The authors report the adoption of the Patient Test Result Information Act enacted in 2018 in the Commonwealth of Pennsylvania requiring direct notice to patients of “significant” abnormalities on imaging studies. The Pennsylvania law requires that patients receive findings of tests “which would cause a reasonably prudent person to seek additional or follow-up medical care within three months”. The authors note indeterminate results from the legislation to date. They observe that patients appear to have a poor understanding of the report language which could further decrease any positive impact of this law on patient outcomes.

Curiously, the authors do not discuss the information blocking provisions of the 21st Century Cures Act, which has led a growing number of imaging centers and radiology departments to terminate report embargoes and to provide patients immediate access to their written radiology reports. The information blocking rules have triggered much discussion about how radiologists can best communicate directly with patients, including studies assessing the feasibility of video radiology reports, and the use of interactive multimedia reporting of radiologists' finding using interactive web page-style formats with diagrams and embedded plain language explanations of medical terms. 

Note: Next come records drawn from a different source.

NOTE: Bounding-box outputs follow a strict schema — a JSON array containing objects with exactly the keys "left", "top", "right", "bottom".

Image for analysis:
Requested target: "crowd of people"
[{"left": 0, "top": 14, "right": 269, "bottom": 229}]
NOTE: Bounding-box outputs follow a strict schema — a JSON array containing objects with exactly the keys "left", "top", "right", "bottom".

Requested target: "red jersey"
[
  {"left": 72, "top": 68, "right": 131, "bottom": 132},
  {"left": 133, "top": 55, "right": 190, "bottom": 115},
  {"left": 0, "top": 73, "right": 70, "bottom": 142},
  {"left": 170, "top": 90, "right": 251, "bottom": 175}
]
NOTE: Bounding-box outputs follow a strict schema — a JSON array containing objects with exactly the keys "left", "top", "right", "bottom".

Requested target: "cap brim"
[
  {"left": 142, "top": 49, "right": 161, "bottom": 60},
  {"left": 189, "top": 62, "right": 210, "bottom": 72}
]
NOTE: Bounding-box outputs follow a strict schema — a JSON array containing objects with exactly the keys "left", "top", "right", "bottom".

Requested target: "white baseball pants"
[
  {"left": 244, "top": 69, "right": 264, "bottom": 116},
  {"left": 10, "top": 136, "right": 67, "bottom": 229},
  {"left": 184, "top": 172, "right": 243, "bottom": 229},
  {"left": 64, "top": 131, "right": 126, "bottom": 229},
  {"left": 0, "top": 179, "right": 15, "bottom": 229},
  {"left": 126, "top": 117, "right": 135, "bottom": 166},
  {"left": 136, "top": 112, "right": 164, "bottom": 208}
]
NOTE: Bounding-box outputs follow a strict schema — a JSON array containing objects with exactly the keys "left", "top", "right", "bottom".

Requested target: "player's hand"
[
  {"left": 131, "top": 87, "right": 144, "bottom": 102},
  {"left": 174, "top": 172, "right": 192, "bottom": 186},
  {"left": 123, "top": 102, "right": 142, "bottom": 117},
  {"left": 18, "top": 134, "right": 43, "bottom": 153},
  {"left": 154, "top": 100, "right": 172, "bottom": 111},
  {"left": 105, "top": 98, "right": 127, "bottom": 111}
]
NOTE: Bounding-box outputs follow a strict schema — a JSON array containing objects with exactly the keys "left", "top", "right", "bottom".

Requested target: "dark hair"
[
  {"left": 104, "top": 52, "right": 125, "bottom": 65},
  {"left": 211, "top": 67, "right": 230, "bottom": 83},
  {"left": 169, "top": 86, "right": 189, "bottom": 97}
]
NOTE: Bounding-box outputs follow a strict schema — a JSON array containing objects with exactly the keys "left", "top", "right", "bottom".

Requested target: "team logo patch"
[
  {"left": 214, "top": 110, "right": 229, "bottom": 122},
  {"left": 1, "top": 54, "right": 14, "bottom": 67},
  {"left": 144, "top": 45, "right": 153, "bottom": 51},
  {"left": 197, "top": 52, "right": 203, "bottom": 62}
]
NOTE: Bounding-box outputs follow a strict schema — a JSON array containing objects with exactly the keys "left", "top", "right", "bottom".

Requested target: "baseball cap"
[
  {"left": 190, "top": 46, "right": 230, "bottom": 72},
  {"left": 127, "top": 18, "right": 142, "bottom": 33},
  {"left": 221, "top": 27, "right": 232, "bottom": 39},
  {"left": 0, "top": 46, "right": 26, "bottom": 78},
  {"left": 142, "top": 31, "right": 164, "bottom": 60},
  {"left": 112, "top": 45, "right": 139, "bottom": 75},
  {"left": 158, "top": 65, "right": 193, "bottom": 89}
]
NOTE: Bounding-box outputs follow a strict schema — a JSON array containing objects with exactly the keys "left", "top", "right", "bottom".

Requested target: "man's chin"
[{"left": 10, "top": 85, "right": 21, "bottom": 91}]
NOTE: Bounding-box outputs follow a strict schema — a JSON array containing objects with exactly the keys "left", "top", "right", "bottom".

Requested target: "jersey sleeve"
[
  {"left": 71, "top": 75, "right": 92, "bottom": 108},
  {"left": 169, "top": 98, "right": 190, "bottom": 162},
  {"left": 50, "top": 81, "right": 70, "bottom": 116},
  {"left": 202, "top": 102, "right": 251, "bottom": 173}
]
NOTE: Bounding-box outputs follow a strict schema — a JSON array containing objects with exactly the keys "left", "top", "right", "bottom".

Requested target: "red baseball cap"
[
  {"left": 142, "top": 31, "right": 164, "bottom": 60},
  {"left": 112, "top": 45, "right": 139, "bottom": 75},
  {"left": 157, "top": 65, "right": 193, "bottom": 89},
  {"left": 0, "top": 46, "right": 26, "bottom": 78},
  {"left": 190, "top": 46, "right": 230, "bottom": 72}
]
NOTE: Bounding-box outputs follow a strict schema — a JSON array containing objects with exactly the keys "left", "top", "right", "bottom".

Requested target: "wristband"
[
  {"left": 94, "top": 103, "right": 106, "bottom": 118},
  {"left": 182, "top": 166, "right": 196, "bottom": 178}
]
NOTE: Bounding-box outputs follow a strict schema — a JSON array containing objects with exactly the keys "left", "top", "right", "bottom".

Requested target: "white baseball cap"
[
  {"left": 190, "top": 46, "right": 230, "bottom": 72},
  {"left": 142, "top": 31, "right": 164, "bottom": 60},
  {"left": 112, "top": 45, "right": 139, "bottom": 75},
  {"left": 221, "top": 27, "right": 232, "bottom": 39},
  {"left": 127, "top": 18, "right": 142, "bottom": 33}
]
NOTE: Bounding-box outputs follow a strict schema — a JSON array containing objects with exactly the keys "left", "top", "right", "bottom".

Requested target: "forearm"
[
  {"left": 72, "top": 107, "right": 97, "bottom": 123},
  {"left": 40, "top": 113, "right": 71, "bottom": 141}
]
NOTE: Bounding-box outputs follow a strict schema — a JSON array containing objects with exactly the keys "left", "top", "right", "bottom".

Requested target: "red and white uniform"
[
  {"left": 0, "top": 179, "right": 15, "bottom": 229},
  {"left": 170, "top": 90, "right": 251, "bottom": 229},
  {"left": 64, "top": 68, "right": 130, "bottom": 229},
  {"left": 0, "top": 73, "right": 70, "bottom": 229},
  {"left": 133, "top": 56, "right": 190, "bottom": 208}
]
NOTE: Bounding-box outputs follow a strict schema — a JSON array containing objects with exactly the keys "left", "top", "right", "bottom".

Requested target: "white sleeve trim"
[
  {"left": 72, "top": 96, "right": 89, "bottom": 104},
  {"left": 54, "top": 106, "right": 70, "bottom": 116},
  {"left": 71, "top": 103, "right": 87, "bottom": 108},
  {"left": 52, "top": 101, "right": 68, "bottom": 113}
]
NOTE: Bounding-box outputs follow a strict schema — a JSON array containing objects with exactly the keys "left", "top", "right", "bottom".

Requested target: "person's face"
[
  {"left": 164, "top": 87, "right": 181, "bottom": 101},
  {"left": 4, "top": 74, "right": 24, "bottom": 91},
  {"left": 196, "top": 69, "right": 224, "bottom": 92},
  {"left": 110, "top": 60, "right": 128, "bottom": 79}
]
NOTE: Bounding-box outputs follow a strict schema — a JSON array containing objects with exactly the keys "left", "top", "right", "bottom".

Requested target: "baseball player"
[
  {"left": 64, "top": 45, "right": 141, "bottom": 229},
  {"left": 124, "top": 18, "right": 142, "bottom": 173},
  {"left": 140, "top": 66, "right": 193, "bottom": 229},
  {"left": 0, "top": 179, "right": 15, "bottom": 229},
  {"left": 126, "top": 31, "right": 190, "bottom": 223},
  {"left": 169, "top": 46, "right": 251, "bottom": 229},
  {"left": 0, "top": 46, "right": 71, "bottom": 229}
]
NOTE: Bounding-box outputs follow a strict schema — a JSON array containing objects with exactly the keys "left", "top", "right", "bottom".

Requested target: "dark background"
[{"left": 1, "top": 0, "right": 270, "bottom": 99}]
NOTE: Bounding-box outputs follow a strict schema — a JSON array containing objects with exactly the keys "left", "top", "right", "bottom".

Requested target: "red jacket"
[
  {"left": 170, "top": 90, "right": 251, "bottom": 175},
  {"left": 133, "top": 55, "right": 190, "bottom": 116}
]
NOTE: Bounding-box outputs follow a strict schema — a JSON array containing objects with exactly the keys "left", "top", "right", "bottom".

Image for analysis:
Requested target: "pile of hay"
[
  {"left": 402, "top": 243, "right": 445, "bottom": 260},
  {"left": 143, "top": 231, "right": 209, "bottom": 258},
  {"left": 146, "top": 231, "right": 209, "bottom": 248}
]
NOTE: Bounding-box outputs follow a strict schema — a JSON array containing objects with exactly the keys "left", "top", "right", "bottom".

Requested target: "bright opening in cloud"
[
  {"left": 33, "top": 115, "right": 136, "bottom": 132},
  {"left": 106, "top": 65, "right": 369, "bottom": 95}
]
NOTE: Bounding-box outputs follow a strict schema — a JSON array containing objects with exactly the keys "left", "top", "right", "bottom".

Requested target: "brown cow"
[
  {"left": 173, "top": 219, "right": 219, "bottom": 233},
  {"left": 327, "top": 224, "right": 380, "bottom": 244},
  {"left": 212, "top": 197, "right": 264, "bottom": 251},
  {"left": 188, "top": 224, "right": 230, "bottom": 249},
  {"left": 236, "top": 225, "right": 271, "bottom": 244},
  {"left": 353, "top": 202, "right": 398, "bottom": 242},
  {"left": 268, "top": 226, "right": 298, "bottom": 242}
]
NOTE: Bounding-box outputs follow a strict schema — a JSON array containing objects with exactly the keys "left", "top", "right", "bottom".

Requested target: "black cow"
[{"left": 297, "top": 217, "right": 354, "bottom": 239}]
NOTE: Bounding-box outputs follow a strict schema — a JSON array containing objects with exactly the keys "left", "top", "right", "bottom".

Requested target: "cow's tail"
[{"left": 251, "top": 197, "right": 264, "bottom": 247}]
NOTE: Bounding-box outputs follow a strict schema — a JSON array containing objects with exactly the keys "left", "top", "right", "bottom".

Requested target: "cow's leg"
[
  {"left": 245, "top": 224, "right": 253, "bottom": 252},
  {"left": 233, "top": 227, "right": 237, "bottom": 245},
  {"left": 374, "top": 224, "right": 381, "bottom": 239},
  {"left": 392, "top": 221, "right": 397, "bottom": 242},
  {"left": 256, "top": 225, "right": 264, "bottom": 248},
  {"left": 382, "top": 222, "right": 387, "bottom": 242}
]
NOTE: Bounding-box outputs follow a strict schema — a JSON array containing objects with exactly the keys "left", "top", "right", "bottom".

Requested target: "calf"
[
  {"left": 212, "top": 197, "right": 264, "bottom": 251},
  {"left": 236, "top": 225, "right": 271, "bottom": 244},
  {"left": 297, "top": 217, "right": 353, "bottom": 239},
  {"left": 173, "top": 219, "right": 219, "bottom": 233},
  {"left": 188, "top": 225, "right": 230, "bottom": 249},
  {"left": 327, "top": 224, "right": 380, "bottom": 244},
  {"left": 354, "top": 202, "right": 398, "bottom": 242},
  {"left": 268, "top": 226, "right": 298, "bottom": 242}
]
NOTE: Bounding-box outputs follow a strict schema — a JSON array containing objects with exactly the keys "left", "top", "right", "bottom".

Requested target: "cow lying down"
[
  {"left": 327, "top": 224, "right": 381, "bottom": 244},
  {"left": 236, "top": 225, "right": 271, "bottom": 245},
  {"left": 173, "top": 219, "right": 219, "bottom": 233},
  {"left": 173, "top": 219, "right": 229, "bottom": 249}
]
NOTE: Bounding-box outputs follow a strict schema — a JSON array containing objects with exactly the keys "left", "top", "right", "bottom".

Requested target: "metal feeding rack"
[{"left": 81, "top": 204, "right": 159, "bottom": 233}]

Understanding that radiologists have a medical-legal duty to properly communicate their findings, together with an awareness of the information blocking provisions of the 21st Century Cures Act, are bringing remarkable disruptive change to the reporting of radiologists' findings to both patients and their physicians.

Failure to communicate is one of the top five factors related to malpractice against radiologists. A perceived “failure” may occur as a result of routine (via the written report) or nonroutine (additional means to deliver results) methods.